A novel classification method using Poincaré Images and Atlases achieved sensitivities of 94.35%, 82.07%, and 88.86% and specificities of 85.52%, 95.91%, and 96.10% for detecting atrial fibrillation, normal sinus rhythm, and atrial bigeminy, respectively.
Does a classification method based on Poincaré Images and Atlases accurately detect and classify atrial fibrillation, atrial bigeminy, and normal sinus rhythm from ECG RR intervals?
A novel 2D non-linear RRI dynamics representation using Poincaré Atlases can successfully classify multiple cardiac rhythms, including atrial fibrillation and atrial bigeminy, without relying on rhythm-specific thresholds.

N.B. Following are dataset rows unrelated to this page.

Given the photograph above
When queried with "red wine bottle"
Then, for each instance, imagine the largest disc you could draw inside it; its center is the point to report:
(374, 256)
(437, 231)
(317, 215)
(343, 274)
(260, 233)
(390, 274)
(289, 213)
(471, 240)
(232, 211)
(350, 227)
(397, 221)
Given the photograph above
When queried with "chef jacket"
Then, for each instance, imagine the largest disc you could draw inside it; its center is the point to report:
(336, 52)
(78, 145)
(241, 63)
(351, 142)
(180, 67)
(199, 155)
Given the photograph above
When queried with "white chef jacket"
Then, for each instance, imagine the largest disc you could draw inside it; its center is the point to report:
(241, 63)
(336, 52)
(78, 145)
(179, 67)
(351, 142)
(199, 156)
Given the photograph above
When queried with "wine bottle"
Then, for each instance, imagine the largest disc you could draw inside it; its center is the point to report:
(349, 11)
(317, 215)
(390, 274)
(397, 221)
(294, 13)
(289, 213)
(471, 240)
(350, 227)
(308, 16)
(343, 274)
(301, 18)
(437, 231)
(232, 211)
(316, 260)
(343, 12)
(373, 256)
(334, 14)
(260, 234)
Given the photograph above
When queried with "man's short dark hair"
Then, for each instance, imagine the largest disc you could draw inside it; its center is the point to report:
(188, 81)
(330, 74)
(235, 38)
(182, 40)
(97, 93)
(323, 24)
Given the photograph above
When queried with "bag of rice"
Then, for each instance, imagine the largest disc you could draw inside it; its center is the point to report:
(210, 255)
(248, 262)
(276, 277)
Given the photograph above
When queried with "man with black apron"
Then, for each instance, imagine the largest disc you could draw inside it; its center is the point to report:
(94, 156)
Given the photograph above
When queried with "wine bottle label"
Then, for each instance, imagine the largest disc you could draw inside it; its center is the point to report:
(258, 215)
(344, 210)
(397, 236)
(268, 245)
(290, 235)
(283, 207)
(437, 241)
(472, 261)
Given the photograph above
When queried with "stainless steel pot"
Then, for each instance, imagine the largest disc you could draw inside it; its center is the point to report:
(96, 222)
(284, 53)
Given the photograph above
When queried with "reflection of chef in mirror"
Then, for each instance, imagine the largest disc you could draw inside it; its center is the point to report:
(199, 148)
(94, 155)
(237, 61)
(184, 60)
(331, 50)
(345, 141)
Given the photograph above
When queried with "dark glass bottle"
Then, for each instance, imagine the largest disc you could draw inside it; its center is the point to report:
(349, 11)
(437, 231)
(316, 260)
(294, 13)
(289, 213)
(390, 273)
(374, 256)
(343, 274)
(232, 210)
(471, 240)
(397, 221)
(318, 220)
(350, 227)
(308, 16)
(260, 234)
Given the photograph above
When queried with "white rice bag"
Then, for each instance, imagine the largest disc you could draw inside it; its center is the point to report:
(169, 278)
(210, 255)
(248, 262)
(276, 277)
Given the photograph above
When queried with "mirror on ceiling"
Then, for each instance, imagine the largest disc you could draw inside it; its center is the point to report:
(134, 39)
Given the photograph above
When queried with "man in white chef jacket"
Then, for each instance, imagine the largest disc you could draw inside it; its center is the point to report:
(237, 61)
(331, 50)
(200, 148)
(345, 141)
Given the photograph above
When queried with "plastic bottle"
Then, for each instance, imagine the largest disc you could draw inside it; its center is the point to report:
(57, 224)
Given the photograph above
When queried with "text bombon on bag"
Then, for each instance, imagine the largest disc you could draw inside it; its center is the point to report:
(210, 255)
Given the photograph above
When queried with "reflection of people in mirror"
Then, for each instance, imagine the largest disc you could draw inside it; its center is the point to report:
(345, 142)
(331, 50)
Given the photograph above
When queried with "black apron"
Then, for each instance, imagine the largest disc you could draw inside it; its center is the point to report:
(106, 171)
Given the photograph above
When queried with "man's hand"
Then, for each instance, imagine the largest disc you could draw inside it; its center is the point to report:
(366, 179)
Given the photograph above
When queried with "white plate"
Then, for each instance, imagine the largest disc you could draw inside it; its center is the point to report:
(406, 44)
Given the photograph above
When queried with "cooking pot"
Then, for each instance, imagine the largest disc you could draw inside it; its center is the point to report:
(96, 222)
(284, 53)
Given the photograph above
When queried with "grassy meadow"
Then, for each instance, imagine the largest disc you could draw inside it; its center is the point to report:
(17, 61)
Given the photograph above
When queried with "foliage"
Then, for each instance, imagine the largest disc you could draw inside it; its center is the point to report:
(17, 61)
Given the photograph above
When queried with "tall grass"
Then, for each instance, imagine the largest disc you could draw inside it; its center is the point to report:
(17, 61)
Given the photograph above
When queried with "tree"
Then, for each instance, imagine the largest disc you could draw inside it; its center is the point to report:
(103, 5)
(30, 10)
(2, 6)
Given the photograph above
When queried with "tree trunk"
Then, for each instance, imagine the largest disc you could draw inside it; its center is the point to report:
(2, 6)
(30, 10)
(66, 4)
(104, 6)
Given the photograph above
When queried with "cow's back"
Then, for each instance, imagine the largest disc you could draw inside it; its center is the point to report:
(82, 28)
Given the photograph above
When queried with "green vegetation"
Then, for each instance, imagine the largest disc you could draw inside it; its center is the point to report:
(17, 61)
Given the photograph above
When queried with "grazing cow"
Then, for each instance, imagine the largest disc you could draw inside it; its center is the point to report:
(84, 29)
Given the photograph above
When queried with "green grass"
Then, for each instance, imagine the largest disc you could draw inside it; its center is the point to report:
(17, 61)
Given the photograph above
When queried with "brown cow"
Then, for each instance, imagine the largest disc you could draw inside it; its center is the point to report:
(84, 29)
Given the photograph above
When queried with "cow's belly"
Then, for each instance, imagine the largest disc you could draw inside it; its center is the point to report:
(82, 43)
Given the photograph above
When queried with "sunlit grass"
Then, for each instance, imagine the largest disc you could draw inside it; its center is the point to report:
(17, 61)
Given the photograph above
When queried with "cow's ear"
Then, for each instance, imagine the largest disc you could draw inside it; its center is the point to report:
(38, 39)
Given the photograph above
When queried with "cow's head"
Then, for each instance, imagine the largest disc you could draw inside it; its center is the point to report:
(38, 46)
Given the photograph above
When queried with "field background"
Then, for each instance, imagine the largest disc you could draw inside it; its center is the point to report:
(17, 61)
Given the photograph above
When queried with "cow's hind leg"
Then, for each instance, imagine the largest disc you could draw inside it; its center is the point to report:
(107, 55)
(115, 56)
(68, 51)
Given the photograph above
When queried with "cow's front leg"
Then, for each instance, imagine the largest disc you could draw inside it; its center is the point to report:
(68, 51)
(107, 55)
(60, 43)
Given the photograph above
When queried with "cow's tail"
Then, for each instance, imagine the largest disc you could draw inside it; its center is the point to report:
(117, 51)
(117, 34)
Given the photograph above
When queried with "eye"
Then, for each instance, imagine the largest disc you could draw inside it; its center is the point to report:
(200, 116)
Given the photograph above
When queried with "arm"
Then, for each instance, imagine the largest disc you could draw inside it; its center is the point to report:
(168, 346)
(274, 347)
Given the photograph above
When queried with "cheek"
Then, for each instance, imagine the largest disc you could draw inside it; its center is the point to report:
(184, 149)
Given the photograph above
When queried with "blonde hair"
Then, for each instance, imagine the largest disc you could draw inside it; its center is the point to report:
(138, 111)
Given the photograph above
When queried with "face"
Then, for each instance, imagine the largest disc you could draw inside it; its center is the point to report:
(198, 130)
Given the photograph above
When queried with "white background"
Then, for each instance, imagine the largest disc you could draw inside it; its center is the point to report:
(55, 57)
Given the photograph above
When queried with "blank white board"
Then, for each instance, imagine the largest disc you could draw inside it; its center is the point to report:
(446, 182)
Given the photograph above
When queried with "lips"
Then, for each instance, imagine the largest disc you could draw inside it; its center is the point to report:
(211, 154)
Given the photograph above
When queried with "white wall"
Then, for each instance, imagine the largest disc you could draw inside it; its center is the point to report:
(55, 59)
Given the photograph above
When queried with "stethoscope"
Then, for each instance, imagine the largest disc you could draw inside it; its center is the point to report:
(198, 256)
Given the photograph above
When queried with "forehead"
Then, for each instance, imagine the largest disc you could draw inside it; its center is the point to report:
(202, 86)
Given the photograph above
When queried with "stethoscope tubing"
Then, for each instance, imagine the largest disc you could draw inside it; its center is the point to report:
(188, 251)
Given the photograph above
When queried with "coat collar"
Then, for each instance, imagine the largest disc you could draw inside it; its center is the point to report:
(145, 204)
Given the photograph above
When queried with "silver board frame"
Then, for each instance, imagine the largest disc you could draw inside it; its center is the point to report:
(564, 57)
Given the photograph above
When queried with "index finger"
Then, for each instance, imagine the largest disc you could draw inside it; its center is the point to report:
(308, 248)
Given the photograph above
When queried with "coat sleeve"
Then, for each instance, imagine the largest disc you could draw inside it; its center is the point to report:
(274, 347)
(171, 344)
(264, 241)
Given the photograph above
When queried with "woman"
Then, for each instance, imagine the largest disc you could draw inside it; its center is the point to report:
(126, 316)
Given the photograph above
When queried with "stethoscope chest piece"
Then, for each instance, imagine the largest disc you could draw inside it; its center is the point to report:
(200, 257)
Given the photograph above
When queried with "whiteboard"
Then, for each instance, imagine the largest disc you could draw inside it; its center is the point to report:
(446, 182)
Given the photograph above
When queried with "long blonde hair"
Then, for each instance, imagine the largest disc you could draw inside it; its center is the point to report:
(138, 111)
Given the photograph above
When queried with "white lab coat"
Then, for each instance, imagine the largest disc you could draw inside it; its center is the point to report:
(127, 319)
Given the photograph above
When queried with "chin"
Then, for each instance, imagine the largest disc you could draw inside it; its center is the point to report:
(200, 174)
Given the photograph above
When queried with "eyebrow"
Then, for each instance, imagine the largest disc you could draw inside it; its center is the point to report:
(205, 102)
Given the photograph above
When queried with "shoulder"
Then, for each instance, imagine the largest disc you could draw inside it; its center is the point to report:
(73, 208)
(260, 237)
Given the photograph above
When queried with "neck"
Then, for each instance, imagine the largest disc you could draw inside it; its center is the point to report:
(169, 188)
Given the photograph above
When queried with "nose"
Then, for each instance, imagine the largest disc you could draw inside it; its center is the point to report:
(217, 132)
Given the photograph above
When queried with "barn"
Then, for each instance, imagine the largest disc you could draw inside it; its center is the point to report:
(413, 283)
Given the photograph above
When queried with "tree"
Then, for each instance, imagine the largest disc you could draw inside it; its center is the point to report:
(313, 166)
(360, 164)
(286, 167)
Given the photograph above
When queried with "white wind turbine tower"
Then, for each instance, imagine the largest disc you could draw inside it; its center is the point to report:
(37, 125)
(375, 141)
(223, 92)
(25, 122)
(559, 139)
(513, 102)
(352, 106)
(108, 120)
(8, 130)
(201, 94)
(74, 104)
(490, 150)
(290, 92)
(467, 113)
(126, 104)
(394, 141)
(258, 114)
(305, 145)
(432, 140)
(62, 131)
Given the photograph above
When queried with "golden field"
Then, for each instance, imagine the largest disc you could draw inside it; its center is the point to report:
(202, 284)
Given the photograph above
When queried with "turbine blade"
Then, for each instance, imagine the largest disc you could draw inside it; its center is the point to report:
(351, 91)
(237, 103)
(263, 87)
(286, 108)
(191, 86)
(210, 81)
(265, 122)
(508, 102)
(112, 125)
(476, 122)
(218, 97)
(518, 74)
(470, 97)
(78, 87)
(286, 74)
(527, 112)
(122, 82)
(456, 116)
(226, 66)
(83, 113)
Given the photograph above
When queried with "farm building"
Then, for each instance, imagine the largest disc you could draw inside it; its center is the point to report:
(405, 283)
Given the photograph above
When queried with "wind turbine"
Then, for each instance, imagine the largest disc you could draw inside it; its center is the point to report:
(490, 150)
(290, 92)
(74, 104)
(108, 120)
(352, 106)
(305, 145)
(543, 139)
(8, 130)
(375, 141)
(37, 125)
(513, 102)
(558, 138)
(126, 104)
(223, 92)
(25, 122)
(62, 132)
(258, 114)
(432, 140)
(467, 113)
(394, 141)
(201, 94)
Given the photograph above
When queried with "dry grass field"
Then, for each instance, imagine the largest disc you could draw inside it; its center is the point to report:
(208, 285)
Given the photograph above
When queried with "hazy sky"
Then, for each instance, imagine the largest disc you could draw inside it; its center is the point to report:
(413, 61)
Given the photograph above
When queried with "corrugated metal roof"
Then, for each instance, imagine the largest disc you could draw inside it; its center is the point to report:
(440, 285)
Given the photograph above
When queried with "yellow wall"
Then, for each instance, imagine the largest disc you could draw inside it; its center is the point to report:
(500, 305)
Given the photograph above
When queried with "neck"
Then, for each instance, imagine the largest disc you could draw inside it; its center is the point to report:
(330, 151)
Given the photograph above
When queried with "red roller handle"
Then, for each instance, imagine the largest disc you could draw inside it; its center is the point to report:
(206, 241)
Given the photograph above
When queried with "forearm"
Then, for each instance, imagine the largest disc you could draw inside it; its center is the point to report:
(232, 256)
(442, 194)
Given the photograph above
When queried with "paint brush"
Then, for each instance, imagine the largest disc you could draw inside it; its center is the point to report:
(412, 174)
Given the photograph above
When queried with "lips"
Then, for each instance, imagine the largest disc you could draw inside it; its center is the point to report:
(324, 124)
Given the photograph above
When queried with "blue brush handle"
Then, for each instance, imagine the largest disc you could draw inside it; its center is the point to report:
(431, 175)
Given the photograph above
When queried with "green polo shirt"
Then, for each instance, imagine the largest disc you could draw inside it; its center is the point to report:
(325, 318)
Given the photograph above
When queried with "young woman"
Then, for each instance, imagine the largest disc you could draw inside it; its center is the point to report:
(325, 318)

A detector based only on RR intervals capable of classifying other tachyarrhythmias in addition to atrial fibrillation (AF) could improve cardiac monitoring. In this paper a new classification method based in a 2D non-linear RRI dynamics representation is presented. For this aim, the concepts of Poincaré Images and Atlases are introduced. Three cardiac rhythms were targeted: Normal sinus rhythm (NSR), AF and atrial bigeminy (AB). Three Physionet open source databases were used. Poincaré Images were generated for all signals using different Poincaré plot configurations: RR, dRR and RRdRR. The study was computed for different time window lengths and bin sizes. For each rhythm, the Poincaré Images of the 80% of that rhythm's patients were used to create a reference image, a Poincaré Atlas. The remaining 20% were used as test set and classified into one of the three rhythms using normalized mutual information and 2D correlation. The process was iterated in a tenfold cross-validation and patient-wise dataset division. Sensitivity results obtained for RRdRR configuration and bin size 40 ms, for a 60 s time window were 94.35% ±3.68, 82.07% ±9.18 and 88.86% ±12.79 with a specificity of 85.52% ±7.46, 95.91% ±3.14, 96.10% ±2.25 for AF, NSR and AB respectively. Results suggest that a rhythms general RRI pattern may be captured using Poincaré Atlases and that these can be used to classify other signal segments using Poincaré Images. In contrast with other studies, the former method could be generalized to more cardiac rhythms and does not depend on rhythm-specific thresholds.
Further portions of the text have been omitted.